Why Rising Interest Rates Matter
September 23, 2022
Where We Are Now
Rising interest rates mater as taming inflation continues to be the Fed’s main objective. With the annual core inflation reading for the 12-months ending August 2022 at 6.43%, inflation is far from the Fed’s stated goal of 2%. Raising interest rates is a monetary policy tool that central banks rely on to reduce money supply and slow inflation growth.
At Wednesday’s FOMC meeting, the Fed decided to increase interest rates by 75 bp for the third time this year. More important than any single rate hike are terminal rate expectations, which is the level we expect the Federal Funds rate to reach during the current tightening cycle.
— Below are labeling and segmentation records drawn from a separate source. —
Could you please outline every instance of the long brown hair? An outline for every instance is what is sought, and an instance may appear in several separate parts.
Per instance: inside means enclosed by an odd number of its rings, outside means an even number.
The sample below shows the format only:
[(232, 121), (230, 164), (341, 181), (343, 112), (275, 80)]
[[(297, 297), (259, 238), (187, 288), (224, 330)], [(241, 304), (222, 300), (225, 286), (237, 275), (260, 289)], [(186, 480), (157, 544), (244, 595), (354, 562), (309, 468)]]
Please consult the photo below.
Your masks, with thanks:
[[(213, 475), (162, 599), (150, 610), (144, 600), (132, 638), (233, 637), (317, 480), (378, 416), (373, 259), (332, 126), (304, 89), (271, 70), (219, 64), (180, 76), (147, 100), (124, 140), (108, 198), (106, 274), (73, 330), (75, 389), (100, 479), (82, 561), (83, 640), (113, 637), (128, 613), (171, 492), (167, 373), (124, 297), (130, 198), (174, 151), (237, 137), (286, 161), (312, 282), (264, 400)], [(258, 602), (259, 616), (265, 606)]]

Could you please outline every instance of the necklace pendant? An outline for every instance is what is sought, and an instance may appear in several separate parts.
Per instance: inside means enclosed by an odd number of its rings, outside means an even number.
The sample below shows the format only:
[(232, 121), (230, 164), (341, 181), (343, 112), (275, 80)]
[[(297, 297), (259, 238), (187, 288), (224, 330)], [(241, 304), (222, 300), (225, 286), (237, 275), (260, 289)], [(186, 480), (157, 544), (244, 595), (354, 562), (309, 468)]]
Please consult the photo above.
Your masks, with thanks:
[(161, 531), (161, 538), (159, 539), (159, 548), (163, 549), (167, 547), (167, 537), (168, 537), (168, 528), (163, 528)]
Following this week’s meeting, median terminal Fed expectations for 2023 have increased from 4.25% to 4.625%.
Why Should We Care About Rising Interest Rates?
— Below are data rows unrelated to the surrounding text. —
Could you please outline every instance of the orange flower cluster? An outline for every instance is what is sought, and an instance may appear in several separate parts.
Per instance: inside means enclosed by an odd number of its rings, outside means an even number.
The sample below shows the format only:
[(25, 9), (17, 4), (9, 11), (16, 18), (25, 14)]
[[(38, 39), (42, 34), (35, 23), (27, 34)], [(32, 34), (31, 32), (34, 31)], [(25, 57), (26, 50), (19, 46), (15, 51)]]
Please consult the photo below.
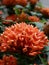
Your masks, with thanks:
[(30, 3), (33, 5), (36, 4), (37, 2), (38, 2), (38, 0), (30, 0)]
[(3, 4), (6, 6), (13, 6), (16, 4), (26, 6), (27, 5), (27, 0), (3, 0)]
[(49, 16), (49, 8), (42, 8), (41, 13), (45, 15), (46, 17)]
[(2, 60), (0, 59), (0, 65), (17, 65), (17, 59), (13, 55), (4, 55)]
[(17, 23), (6, 28), (0, 35), (0, 52), (11, 51), (35, 56), (47, 45), (48, 39), (43, 32), (26, 23)]
[(16, 5), (16, 0), (3, 0), (2, 3), (6, 6), (14, 6)]
[(40, 19), (37, 16), (29, 16), (28, 20), (31, 22), (39, 22)]
[[(11, 21), (16, 21), (17, 20), (17, 16), (15, 14), (9, 15), (6, 17), (5, 20), (11, 20)], [(8, 21), (3, 21), (3, 24), (10, 24), (11, 22)]]

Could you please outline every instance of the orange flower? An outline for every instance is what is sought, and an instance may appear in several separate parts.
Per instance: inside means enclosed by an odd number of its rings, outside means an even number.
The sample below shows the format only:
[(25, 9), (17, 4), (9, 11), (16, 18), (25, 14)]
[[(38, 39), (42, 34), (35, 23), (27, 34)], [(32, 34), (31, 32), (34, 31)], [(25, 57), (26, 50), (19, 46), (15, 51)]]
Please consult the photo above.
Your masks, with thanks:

Interest rate increases have led to lower expectations of future earnings growth for US companies. Investors may be reluctant to buy equities because future earnings will look less appealing and they can find other investment vehicles with increasingly attractive yields. Fed Chair Powell’s warning on economic pain during Wednesday’s meeting has also stoked recession fears, with Powell specifically calling out the housing market saying it will likely go through a “correction.” GDP forecasts have been cut and unemployment is expected to increase in the near-term.
Optimism For The Future
Central banks around the world are taking their cure from the Fed. The result is coordinated policy tightening, which will likely lead to a faster deceleration in inflation than if the US were acting along. Other events that could prompt slowing inflation include resolution of the Russia/Ukraine war and China reopening its economy to the world. The 300 bp rate increase the Fed has delivered over the last 18 months is the largest increase in such a short span since 1980. However with today’s debt/GDP ratio roughly double that of 1980, we would expect Fed rate increases to produce their desired effect more rapidly.